For the last six weeks, it seems that all I’ve done is sleep and cough. And wake myself up from sleep to cough.
The virus that brought me down this year was atypically nasty, and it was quite humbling to be so sick for so long.
And Life Goes On
When we’re sick, we still need to eat, drink, and bathe. Bills, mail, and emails still arrive, and the senders expect responses and payments. Our plants threaten to die if they don’t receive enough water, and our bosses and clients still expect us to do the work.
I’m sure you would understand if a Friday came and went without a post here, but I made a commitment to myself to publish every week for a year and I’m too close to give up now.
Emergency Funds Saved The Day
Money can help solve problems, and when we arrived home from the trip on which I caught the plague* to find a flood under our washer, I couldn’t physically complete all the steps required to pull it out, take it apart, diagnose the problem, locate a replacement part, reassemble the machine, test it, and repeat as needed.
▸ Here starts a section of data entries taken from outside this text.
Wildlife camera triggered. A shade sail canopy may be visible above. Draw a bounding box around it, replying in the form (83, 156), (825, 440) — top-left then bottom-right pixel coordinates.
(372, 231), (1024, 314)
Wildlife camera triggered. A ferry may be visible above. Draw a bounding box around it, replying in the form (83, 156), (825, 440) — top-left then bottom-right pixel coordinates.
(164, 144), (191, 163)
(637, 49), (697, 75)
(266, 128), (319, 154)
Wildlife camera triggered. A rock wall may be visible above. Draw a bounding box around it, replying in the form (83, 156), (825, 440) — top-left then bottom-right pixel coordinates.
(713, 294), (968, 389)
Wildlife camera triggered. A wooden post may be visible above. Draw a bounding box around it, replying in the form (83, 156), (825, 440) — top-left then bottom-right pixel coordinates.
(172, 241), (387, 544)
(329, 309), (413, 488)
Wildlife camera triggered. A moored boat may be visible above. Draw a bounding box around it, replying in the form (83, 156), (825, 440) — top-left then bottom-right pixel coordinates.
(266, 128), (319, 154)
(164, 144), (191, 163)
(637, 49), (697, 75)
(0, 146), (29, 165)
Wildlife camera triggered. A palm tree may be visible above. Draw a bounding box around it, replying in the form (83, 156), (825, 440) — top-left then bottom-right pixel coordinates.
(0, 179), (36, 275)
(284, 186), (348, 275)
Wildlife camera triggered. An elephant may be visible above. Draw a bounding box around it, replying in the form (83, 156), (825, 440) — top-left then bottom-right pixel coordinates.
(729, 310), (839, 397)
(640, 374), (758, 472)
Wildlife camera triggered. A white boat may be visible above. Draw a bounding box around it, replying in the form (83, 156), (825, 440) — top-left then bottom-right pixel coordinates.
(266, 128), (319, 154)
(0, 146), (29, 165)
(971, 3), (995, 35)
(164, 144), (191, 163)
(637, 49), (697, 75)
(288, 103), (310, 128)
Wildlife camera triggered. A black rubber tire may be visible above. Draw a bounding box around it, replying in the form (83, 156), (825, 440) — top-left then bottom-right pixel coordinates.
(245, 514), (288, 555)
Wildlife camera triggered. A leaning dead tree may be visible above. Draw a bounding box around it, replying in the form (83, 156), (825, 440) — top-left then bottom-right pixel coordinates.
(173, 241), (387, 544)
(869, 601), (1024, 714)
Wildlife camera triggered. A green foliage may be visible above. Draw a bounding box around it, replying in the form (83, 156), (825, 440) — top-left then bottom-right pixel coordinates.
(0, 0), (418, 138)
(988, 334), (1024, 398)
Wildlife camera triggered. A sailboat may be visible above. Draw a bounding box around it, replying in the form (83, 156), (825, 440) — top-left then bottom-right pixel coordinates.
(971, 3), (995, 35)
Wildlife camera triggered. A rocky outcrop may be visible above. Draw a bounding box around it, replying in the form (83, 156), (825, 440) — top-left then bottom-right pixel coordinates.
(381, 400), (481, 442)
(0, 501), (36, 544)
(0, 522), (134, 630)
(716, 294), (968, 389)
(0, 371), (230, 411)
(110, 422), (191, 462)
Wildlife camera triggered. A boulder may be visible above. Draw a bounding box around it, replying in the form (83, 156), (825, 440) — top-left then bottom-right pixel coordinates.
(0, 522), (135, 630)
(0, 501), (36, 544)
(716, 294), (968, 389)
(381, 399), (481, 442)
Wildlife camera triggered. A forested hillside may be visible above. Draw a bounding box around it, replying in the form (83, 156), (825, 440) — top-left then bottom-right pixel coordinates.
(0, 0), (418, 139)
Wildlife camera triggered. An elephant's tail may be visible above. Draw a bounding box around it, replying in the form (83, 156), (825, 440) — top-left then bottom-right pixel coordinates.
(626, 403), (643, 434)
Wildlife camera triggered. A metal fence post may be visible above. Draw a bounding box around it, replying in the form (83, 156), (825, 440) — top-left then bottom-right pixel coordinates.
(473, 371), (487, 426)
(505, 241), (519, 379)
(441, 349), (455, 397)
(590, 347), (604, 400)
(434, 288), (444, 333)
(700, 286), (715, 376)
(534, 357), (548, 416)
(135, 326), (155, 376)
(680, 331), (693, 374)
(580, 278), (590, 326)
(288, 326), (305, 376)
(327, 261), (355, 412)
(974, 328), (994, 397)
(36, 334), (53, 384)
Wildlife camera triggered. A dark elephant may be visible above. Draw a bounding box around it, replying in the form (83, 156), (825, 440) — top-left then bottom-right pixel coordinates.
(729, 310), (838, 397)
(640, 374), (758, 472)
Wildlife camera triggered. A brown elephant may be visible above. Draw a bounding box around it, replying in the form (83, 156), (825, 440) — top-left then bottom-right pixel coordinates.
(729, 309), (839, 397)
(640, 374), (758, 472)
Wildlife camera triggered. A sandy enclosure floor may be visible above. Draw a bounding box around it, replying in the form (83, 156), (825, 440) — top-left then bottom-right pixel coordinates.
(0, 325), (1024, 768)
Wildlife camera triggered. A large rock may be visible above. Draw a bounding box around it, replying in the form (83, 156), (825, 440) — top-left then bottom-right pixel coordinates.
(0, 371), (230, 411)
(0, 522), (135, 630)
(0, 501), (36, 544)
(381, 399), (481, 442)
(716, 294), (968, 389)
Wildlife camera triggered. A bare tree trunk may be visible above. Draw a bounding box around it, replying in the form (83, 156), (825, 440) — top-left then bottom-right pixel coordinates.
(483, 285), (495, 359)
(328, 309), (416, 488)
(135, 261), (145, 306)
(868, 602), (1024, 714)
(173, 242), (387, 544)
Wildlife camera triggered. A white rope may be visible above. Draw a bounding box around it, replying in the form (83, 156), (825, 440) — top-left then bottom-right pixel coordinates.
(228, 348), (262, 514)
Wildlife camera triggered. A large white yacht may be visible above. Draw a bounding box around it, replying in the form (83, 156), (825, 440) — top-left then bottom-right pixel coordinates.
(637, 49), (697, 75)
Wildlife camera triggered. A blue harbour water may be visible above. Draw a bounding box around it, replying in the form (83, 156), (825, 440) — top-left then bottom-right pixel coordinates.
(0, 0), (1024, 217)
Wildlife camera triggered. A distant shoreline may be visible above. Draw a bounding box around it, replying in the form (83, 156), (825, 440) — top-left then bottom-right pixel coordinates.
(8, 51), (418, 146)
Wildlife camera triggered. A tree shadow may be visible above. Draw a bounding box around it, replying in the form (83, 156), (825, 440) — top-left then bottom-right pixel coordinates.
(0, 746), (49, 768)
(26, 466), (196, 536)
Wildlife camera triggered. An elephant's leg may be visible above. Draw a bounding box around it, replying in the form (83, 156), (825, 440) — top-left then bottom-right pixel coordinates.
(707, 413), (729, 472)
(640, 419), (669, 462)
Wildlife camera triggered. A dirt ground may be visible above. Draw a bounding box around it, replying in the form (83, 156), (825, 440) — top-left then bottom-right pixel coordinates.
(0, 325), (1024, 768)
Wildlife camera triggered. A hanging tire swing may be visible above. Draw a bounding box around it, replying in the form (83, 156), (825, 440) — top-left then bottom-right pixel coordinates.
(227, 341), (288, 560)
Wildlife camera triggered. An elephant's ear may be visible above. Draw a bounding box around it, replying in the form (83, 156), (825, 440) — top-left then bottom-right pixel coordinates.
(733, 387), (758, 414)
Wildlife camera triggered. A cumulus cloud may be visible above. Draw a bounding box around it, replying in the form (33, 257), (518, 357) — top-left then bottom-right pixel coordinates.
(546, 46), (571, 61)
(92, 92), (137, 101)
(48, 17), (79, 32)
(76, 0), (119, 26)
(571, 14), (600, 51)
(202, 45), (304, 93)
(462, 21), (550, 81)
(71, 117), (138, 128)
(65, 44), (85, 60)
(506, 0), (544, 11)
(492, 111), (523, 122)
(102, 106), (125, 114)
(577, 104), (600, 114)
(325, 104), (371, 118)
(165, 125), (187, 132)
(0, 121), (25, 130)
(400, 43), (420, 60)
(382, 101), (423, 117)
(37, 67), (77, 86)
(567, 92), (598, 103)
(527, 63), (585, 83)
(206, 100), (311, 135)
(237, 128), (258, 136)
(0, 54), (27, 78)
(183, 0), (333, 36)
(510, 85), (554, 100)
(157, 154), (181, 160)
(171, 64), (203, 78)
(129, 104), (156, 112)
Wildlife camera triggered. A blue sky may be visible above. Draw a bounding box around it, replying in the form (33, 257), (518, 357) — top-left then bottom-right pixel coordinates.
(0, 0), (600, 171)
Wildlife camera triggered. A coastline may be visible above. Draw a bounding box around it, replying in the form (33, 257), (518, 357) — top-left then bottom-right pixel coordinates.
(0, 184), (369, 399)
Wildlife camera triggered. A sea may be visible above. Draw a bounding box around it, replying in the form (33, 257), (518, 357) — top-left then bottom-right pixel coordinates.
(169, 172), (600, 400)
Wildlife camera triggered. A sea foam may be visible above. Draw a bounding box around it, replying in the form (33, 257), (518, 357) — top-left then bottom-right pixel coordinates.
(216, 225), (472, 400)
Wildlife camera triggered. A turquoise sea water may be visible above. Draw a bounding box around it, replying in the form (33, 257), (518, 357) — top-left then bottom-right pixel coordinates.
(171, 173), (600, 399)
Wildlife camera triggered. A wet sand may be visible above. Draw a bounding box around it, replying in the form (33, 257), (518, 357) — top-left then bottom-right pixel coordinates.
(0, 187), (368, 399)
It was all I could do to climb into bed and Google a repairman on my phone, call and croak out a few sentences of explanation, and crawl down the stairs to let him in.
I’m normally up for a challenge and a learning opportunity, but that day was not a good day. When it took a repairman less than 20 minutes to do what would have taken me several days, I knew that it was an excellent use of our emergency fund.
Non-Monetary Emergency Funds
When I hear the term ‘Emergency Fund,’ I think first of money, but this isn’t actually what helped us the most.
Yes, money can buy almost everything, but we had cushions built up to save us time and effort too.
We had frozen pizzas, frozen fruits and veggies, and a pantry full of dehydrated rice, beans, and soup to get us through the days we weren’t strong enough to leave the house. And popcorn. Glorious popcorn that we popped by the bucketful.
Our garden and fruit trees are on drip irrigation with a timer, so they thrive whether we pay attention to them or not. Sometimes a water line gets clogged and the plant gets an impromptu stress test, and occasionally we’ll unwittingly create a fountain for the neighborhood to enjoy, but for the most part the system works quite well.
My goal is Inbox Zero and most days are successful. So when I can’t think clearly enough to respond professionally for a while, at least I’m only starting from scratch rather than from a few weeks behind. Now that I’m feeling well enough to tackle my inbox again, it’s comforting to know that even with the delay my responses aren’t lagging that much behind everyone else’s.
Our internet, water, natural gas, electric, HOA, insurance, and credit card bills are all set up on automatic payment from our checking account. Typically, I’ll receive a bill, review it for errors, and monitor that the payment processed correctly. For the past few months, though, I let it go and trusted that all would be well. And it was.
Oh, how I wish there were a way to automate the writing, but at least I can automate the posting. I had six weeks of posts and emails already written and scheduled, which turned out to be just enough.
It’s wonderful to finally be feeling better, and I’m grateful for my health. As I look around my life now and try to pick up the pieces, it’s pleasantly surprising how little collateral damage there was after so much time doing only the bare minimum to survive.
Yes, the house is dirty and there’s some laundry to be done, but we didn’t starve, the power wasn’t shut off, and our fruit trees are thriving. And a post got published every Friday, even though I didn’t write a single word.
Replenishing Our Emergency Fund
The next few weeks will be busy as we catch up and rebuild our buffers, but having to use them only reinforced their importance.
Travel and illness are stressful, and anything we can do ahead of time to make life just a little easier during hard times is more than worth the effort.
What do you include in your emergency funds? What other tasks have you been able to automate? Let me know in the comments below.
*It wasn’t actually the plague, but it sounds nice and dramatic, doesn’t it? Of course I was generous enough to share it with my husband so we were both out of commission for a while.